Tracking Acute Kidney Injury
Dr. Eisei Noiri and colleagues at the University of Tokyo, Japan identified a novel biomarker to monitor acute kidney injury. They present their data in the April 2009 issue of The American Journal of Pathology.
Acute kidney injury may be reversible if treated promptly and appropriately. Novel biomarkers therefore need to be developed to identify injury at early time points as well as to estimate the severity of the damage.
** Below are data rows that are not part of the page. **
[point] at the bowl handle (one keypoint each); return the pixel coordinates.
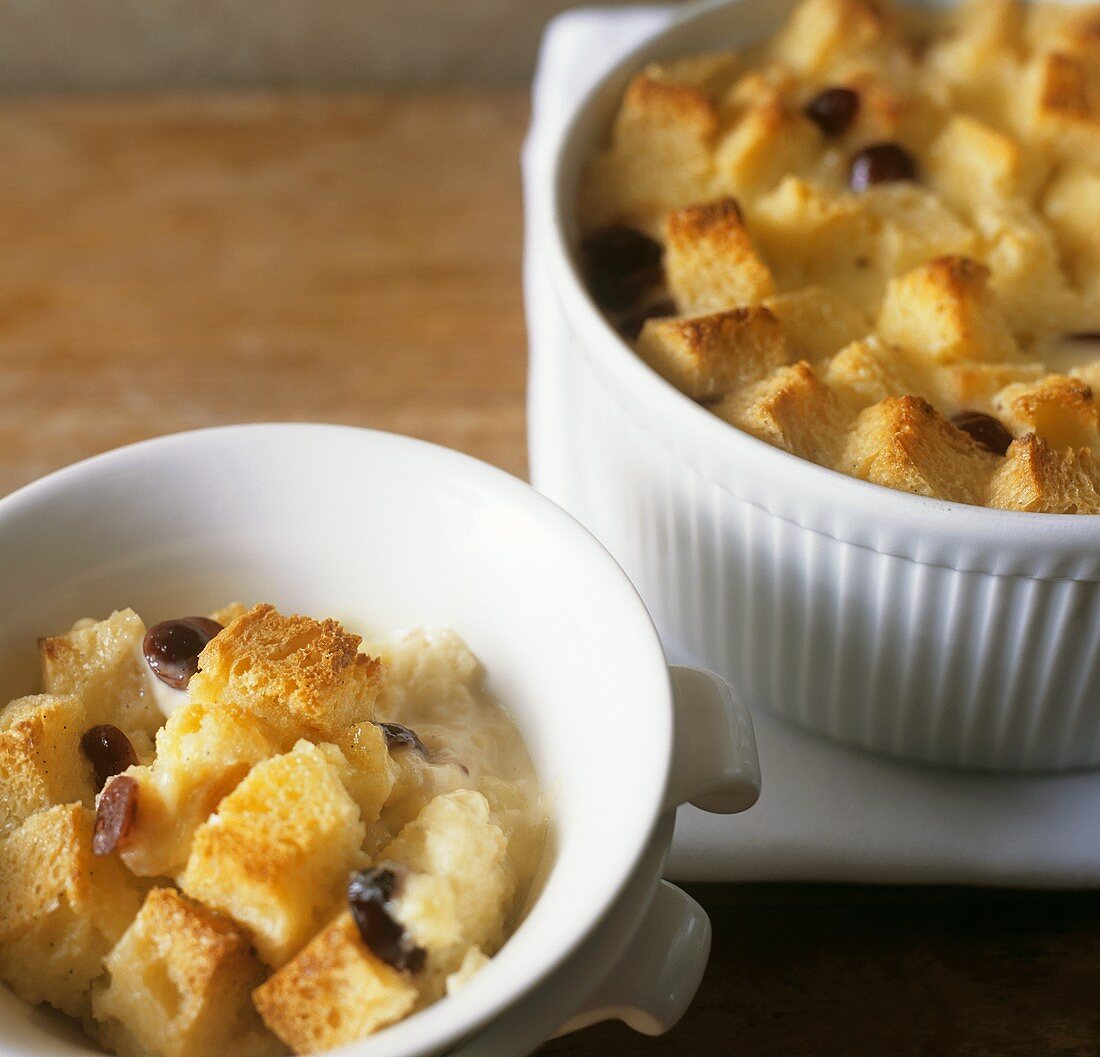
(652, 984)
(714, 759)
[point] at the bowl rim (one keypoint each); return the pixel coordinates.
(706, 442)
(450, 1019)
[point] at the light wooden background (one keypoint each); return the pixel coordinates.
(150, 44)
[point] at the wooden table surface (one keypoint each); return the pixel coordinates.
(174, 263)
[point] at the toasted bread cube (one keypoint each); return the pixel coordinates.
(970, 162)
(660, 157)
(62, 907)
(945, 312)
(101, 663)
(867, 372)
(820, 34)
(708, 355)
(276, 855)
(817, 322)
(1026, 272)
(1036, 477)
(812, 235)
(459, 889)
(793, 409)
(768, 141)
(304, 676)
(1059, 409)
(202, 752)
(1063, 106)
(41, 760)
(901, 442)
(334, 991)
(180, 984)
(1071, 208)
(1069, 29)
(711, 261)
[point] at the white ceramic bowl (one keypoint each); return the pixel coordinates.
(944, 632)
(385, 532)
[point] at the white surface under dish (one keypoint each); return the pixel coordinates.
(383, 531)
(828, 812)
(937, 631)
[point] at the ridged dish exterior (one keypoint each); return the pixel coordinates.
(931, 630)
(921, 660)
(935, 631)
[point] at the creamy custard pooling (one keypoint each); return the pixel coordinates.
(318, 840)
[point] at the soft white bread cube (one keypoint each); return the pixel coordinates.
(1037, 477)
(1059, 409)
(202, 752)
(365, 766)
(706, 356)
(458, 889)
(1071, 208)
(62, 907)
(892, 108)
(970, 386)
(41, 760)
(276, 855)
(793, 409)
(660, 155)
(769, 140)
(971, 162)
(945, 312)
(816, 321)
(101, 663)
(304, 676)
(867, 371)
(903, 443)
(179, 984)
(979, 56)
(916, 226)
(822, 34)
(1026, 273)
(813, 235)
(334, 991)
(710, 259)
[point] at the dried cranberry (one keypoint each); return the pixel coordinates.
(109, 750)
(399, 736)
(833, 109)
(114, 814)
(985, 429)
(369, 892)
(173, 647)
(881, 163)
(622, 265)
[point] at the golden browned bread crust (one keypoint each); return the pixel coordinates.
(178, 983)
(914, 200)
(301, 675)
(334, 991)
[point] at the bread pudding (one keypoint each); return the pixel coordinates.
(871, 241)
(243, 834)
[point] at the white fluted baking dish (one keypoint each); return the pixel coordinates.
(933, 630)
(386, 532)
Negishi et al examined whether levels of urinary L-type fatty acid-binding protein (L-FABP), a protein found in the kidney that is secreted in the urine upon kidney injury, could be used to monitor acute kidney injury. Levels of L-FABP correlated with the level of acute kidney injury at significantly earlier time points than levels of conventional renal markers such as blood urea nitrogen (BUN) or urinary N-acetyl-D-glucosaminidase (NAG). In addition, L-FABP showed better correlation than BUN or NAG with final histological injury scores, especially at early time points.
L-FABP thus represents a better choice than conventional renal markers for evaluating early acute kidney injury. Future studies will "evaluat[e] various human AKI populations to confirm the significance of urinary L-FABP as a forecasting biomarker of pathological and functional damage."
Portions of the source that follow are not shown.